Frequent imbalances can cause deviating frequencies. Batteries can be deployed at a specific charge level to keep the alternating frequency within tolerance bounds. To take full advantage of the grid management benefits battery storage can offer, one alternative approach would be to categorise battery storage as part of the grid system.
Batteries and storage technologies blur the traditional boundaries between grid services and the grid itself. Unbundling requirements in many jurisdictions, including across the European Union, prevent TSOs and DSOs however from owning and operating generating assets.
Should batteries form part of the grid and the distribution network rather than being categorised as generation? Taking such an approach would potentially enable incorporation of costs of such services into the costs levied for grid use, whether levied on a socialised, participant or volume basis.
Revenues from capacity and ancillary services are very much ‘demand’ driven, making them ‘peaky’ and difficult to model. The revenues lack the stable flows often required for traditional debt-service purposes and, as a result, financing battery storage installations is proving problematic.
In the UK, capacity market agreements for a new technology can extend for 12 to 15 years, but potentially cover only a small percentage of a facility’s capital cost. The battery storage has been relatively expensive, and the grid service revenues are dependent on demand. Germany offers much shorter weekly contracts via the PCR, but those contracts fail to reward battery storage technologies for the value they bring. Both models present a challenge to improving technologies to present a business case attractive to many lenders.
But some projects are succeeding in attracting finance.
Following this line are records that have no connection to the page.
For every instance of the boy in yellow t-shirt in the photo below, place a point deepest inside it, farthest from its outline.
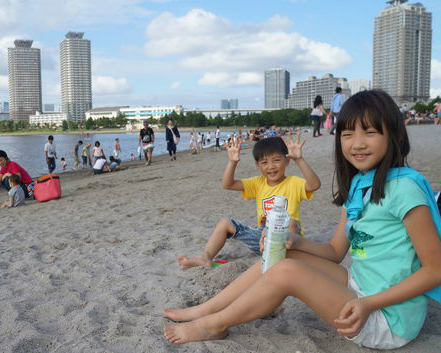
(272, 156)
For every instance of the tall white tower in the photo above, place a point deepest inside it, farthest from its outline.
(402, 51)
(76, 76)
(24, 72)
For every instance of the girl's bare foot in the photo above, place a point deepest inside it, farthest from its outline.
(187, 314)
(195, 261)
(192, 332)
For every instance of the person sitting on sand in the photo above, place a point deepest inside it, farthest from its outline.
(114, 164)
(100, 166)
(393, 237)
(272, 156)
(9, 168)
(16, 194)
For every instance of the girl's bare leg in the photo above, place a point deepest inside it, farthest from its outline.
(290, 277)
(219, 301)
(214, 245)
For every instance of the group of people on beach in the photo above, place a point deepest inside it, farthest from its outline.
(390, 224)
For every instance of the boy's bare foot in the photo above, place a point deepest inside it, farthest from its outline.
(195, 261)
(191, 332)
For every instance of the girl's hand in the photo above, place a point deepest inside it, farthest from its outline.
(233, 150)
(352, 317)
(291, 240)
(262, 240)
(294, 148)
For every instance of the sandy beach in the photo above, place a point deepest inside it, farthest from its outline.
(92, 271)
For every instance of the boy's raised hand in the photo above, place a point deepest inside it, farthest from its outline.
(294, 148)
(233, 150)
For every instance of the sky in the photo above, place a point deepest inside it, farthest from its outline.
(196, 52)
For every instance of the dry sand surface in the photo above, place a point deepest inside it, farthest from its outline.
(91, 272)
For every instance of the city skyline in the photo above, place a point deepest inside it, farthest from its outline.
(195, 53)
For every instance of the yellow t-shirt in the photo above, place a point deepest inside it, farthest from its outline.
(292, 188)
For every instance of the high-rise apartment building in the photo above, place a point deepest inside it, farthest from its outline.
(402, 51)
(359, 85)
(276, 88)
(304, 93)
(24, 72)
(232, 103)
(76, 76)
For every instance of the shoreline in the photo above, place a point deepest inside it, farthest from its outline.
(92, 271)
(121, 131)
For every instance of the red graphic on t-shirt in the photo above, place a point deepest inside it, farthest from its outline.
(268, 205)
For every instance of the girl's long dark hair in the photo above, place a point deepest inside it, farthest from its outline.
(377, 109)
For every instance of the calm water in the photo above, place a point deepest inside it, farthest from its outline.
(28, 151)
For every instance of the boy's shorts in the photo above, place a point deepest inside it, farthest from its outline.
(250, 236)
(375, 333)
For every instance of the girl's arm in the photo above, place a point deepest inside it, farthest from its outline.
(427, 244)
(334, 251)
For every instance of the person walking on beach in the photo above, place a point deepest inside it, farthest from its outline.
(172, 137)
(272, 156)
(76, 156)
(337, 103)
(392, 236)
(97, 153)
(51, 154)
(217, 137)
(437, 111)
(117, 149)
(146, 141)
(85, 155)
(316, 115)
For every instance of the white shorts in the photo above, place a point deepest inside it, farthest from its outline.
(375, 333)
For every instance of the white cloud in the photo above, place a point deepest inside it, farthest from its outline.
(106, 85)
(200, 40)
(436, 70)
(225, 79)
(44, 14)
(435, 92)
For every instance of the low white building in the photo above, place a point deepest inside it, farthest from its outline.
(138, 114)
(47, 118)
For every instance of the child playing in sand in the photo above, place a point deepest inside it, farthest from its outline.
(272, 156)
(16, 194)
(389, 223)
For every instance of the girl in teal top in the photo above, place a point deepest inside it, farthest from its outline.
(389, 226)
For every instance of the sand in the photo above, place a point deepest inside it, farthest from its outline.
(92, 271)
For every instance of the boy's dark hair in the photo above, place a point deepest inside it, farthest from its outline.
(14, 179)
(3, 154)
(269, 146)
(377, 109)
(318, 101)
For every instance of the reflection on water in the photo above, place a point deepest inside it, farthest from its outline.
(28, 151)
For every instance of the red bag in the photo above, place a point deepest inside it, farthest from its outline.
(47, 188)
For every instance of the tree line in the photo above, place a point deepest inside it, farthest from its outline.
(282, 117)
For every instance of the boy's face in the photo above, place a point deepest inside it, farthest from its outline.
(272, 167)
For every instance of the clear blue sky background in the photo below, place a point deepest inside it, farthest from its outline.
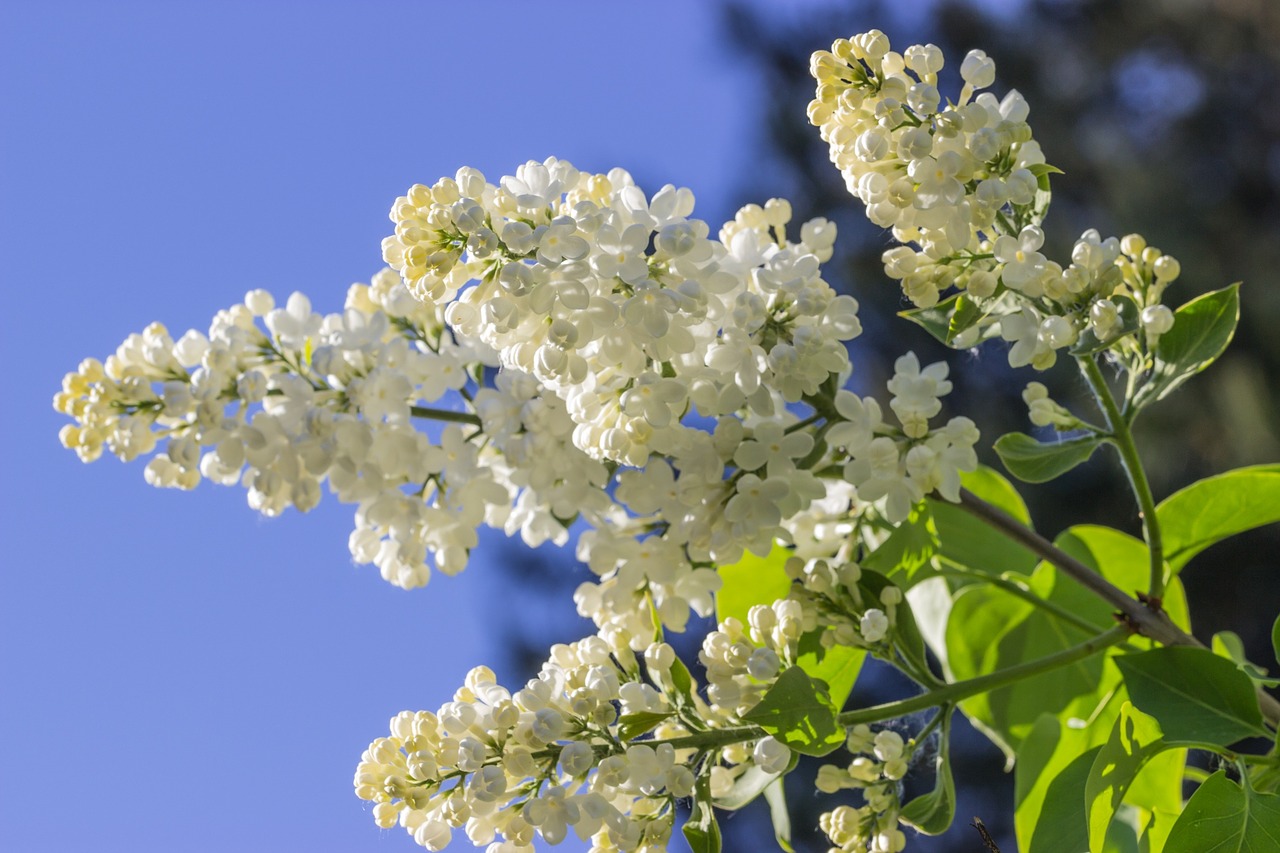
(179, 674)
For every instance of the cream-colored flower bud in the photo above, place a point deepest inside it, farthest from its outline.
(1166, 269)
(1133, 245)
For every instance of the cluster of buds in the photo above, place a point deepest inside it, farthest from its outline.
(881, 760)
(964, 187)
(606, 739)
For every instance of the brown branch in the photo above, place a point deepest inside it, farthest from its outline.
(1146, 617)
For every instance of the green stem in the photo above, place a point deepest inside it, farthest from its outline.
(946, 694)
(1014, 588)
(1147, 620)
(986, 683)
(1121, 437)
(443, 414)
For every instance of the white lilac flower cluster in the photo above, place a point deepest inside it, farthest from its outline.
(964, 187)
(624, 305)
(688, 352)
(283, 400)
(590, 744)
(880, 762)
(830, 596)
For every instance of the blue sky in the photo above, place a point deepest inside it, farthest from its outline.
(178, 673)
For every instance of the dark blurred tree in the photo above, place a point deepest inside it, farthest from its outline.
(1165, 117)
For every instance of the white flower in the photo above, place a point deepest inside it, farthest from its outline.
(873, 625)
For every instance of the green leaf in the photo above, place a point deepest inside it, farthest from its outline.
(632, 725)
(836, 666)
(745, 789)
(1197, 696)
(1048, 748)
(799, 712)
(1230, 646)
(762, 580)
(1202, 328)
(1042, 170)
(940, 320)
(965, 315)
(1033, 461)
(970, 543)
(1128, 323)
(1061, 826)
(1225, 819)
(935, 319)
(684, 688)
(991, 629)
(933, 812)
(905, 630)
(1217, 507)
(752, 580)
(1134, 739)
(908, 550)
(1275, 638)
(700, 830)
(776, 796)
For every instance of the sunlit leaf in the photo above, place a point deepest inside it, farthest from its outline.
(933, 812)
(1034, 461)
(1224, 817)
(1134, 740)
(776, 796)
(1197, 696)
(799, 712)
(1217, 507)
(969, 542)
(752, 580)
(1202, 328)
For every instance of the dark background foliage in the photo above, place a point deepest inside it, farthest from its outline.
(1165, 117)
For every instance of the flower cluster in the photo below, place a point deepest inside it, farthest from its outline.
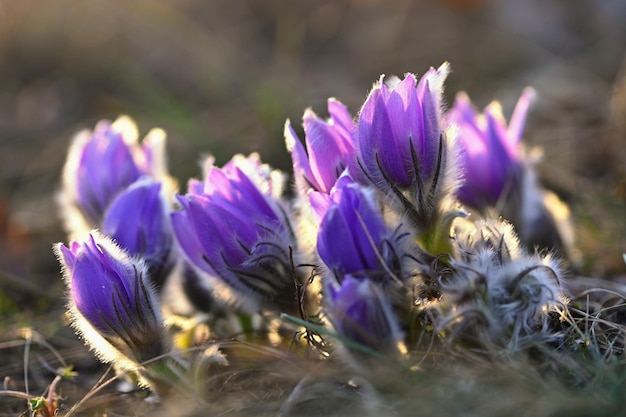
(378, 245)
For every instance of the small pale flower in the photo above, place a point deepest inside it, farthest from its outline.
(360, 312)
(492, 158)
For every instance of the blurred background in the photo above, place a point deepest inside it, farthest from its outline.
(222, 76)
AES Corp. managed to secure financing (on a non-recourse basis) for 1.4 GWs from a battery-based energy storage plant in Southern California. The financing was a mix of secured notes, senior debt and equity. The project’s revenues come in the form of power purchase agreements (PPAs) from Southern California Edison for 100 per cent of the capacity produced in exchange for a fixed monthly capacity fee.
The PPAs included a dedicated PPA for 100 MWs of four-hour duration battery-based energy storage, which would certainly provide a path to project finance investors.
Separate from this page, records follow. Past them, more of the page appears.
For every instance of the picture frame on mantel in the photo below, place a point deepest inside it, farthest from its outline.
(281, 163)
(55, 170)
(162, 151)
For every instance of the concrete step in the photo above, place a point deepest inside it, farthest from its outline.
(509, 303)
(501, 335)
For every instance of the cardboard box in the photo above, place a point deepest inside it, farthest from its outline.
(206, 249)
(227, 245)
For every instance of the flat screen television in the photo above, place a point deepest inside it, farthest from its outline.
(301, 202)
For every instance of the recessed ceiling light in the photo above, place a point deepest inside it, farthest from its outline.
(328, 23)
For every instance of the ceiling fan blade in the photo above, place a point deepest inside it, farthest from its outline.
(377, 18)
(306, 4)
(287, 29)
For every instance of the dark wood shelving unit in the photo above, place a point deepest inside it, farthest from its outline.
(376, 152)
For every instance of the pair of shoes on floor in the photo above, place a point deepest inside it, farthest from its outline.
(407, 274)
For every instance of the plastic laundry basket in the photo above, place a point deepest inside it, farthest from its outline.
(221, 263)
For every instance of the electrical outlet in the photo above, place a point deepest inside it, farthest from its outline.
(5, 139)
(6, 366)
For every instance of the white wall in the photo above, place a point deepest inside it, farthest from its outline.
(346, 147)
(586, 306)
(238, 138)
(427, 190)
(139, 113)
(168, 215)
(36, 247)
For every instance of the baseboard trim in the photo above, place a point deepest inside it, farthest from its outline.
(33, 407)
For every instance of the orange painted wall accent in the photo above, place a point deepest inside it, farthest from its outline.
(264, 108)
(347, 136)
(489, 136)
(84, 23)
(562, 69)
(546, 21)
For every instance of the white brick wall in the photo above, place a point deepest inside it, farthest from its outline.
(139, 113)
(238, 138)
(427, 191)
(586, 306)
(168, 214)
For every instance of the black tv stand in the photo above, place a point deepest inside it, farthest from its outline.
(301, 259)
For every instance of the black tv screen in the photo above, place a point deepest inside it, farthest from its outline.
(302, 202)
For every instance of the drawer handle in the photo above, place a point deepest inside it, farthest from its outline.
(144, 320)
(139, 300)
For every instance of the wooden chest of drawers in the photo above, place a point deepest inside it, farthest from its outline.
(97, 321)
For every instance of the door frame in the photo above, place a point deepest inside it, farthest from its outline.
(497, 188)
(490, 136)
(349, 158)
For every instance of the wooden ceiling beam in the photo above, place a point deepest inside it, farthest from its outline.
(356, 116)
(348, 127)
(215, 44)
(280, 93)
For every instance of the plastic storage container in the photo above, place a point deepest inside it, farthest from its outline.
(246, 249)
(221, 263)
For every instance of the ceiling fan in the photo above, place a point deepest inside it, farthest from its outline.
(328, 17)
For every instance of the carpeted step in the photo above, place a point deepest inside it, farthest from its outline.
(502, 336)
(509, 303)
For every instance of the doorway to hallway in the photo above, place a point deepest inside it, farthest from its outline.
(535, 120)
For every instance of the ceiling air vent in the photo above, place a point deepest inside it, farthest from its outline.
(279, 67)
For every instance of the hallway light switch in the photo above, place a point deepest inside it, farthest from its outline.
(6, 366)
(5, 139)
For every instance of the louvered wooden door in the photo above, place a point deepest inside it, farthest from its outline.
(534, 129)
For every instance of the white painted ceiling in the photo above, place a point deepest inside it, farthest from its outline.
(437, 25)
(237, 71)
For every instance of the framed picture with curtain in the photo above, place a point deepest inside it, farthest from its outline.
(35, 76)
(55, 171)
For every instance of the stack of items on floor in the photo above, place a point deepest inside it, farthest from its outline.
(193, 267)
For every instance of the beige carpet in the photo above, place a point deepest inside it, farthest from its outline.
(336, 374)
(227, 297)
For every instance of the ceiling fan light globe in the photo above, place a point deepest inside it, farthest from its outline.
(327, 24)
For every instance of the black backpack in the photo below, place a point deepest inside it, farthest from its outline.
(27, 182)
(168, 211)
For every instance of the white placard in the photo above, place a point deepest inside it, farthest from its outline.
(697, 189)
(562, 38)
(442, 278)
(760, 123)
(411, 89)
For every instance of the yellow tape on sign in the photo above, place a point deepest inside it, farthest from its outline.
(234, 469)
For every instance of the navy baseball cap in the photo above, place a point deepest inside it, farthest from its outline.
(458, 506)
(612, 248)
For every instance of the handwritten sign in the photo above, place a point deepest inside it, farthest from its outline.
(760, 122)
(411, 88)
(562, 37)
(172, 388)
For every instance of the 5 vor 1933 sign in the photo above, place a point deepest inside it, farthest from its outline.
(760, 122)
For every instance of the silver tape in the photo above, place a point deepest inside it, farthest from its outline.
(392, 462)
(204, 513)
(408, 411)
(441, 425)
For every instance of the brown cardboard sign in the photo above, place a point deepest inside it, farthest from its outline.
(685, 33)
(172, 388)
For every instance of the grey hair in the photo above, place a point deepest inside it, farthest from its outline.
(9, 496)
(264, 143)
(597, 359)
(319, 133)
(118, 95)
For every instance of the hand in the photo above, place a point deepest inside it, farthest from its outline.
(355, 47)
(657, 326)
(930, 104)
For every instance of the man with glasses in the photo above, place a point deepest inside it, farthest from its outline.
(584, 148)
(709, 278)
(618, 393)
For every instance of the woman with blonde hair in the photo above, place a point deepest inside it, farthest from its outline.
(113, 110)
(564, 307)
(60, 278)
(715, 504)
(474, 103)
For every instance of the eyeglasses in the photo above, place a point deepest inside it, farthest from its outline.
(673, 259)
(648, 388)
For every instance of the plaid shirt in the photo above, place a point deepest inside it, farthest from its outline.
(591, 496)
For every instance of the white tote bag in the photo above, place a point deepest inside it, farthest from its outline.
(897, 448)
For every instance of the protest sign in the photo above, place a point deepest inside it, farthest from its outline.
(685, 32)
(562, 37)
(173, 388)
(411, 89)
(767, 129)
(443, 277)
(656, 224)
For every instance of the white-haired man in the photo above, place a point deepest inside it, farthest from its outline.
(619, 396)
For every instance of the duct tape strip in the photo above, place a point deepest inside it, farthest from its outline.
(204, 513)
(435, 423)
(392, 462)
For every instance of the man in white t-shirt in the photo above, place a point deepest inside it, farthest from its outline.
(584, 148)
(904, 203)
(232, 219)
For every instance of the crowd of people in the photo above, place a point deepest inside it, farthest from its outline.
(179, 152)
Similarly, Santander has announced its ‘desire to be a leader in this fast developing sector’ in Europe, with the provision of £28.5 million to a battery storage provider in the UK to fund 100 MWs of grid-scale batteries.
Micro grids and prosumerism
One of the core growth opportunities for battery storage lies at the micro level. As the more savvy consumers, or ‘prosumers’— customers who consume goods aimed at the professional market—seek more independence from utility providers and become more energy‑empowered, movements around peer-to-peer electricity trading between micro-generators will arise.
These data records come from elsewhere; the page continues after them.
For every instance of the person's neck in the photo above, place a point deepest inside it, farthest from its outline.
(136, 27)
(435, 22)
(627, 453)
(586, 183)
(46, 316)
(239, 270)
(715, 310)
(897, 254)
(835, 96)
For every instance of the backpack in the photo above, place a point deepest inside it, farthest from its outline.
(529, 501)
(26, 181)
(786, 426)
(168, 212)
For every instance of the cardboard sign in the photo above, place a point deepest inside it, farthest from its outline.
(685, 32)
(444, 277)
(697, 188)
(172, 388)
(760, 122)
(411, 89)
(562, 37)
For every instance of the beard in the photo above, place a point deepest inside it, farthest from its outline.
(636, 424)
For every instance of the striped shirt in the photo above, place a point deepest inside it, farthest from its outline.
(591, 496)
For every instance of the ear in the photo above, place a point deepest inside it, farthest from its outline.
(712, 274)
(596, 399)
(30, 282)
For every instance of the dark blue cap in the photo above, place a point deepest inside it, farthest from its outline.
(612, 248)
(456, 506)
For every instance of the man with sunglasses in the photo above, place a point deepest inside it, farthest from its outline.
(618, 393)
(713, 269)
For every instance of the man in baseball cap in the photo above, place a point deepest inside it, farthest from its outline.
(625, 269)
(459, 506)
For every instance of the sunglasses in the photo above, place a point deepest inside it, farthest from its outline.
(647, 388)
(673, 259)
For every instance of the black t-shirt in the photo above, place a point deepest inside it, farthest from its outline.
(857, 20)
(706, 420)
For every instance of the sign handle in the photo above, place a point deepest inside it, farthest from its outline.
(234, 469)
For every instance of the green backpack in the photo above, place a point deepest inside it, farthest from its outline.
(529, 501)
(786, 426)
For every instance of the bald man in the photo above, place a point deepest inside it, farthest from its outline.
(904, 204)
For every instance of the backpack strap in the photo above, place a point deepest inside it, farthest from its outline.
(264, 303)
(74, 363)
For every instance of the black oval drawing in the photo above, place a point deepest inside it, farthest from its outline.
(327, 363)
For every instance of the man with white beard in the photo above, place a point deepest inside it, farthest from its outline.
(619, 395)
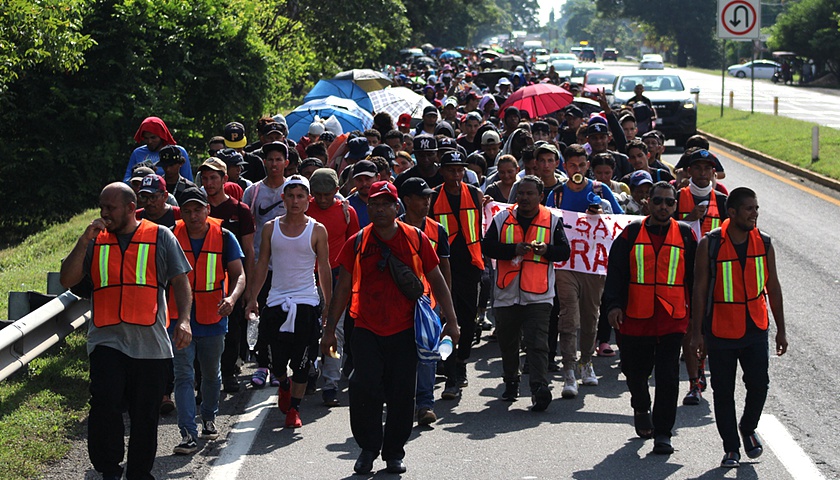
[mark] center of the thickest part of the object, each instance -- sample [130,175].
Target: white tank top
[293,262]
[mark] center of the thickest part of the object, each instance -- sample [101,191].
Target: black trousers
[639,357]
[384,372]
[723,363]
[118,383]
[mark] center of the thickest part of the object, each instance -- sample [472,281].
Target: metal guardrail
[27,338]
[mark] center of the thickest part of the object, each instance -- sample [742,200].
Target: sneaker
[587,374]
[540,398]
[426,416]
[330,398]
[259,378]
[187,445]
[230,384]
[569,385]
[209,430]
[511,391]
[451,393]
[694,394]
[293,419]
[167,406]
[284,399]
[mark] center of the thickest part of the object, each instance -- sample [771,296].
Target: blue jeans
[209,353]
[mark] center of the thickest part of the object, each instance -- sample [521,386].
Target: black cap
[415,186]
[170,155]
[453,158]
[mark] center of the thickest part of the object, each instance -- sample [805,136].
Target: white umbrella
[398,100]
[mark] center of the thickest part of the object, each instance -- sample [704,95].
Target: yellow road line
[780,178]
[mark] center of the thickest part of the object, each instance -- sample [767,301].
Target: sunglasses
[668,201]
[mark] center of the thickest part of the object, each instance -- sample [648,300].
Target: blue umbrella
[340,89]
[449,54]
[350,115]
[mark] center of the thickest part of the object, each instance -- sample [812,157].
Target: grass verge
[41,408]
[780,137]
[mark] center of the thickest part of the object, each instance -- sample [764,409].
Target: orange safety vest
[739,290]
[657,275]
[533,270]
[125,286]
[686,204]
[469,220]
[413,236]
[207,277]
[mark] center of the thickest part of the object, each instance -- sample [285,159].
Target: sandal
[643,424]
[259,378]
[604,350]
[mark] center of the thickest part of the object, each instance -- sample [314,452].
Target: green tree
[810,28]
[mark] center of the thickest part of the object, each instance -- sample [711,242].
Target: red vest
[207,276]
[657,276]
[738,290]
[470,221]
[125,286]
[686,204]
[533,270]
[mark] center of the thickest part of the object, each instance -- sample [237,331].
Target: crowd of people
[304,235]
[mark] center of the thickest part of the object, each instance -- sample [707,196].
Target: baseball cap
[358,148]
[193,194]
[425,143]
[153,183]
[383,188]
[323,180]
[214,163]
[385,152]
[453,158]
[597,129]
[235,135]
[640,177]
[404,120]
[415,186]
[170,155]
[490,137]
[366,168]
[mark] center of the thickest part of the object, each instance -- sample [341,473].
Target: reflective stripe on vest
[533,270]
[738,290]
[686,204]
[412,235]
[207,277]
[125,287]
[469,220]
[657,276]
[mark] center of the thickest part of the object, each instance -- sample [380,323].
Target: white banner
[590,236]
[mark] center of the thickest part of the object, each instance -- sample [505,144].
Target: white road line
[242,436]
[794,459]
Blockchain technology has also sparked the beginning of micro-trading, with the UK’s first blockchain energy trade taking place between housing blocks in London in April 2018. There may be opportunity for the provision of battery services in exchange for a small flat fee or on a charge-per-use model to connected micro grids to further their energy aspirations and smooth out peaks and imbalances that could be potentially catastrophic for systems of this size.
Regulation must catch up with technology
Batteries and battery storage is a growth technology, but at the moment, its growth is being predominantly driven by electric vehicle demand. If battery storage is to deliver improvements in the electricity market, regulatory treatment and the financial rewards available to battery storage will need to evolve. Battery storage needs to be seen not just as generation back-up or an ancillary grid service, but as a resource that can provide benefits across a whole spectrum of roles in a well-managed dynamic market and grid.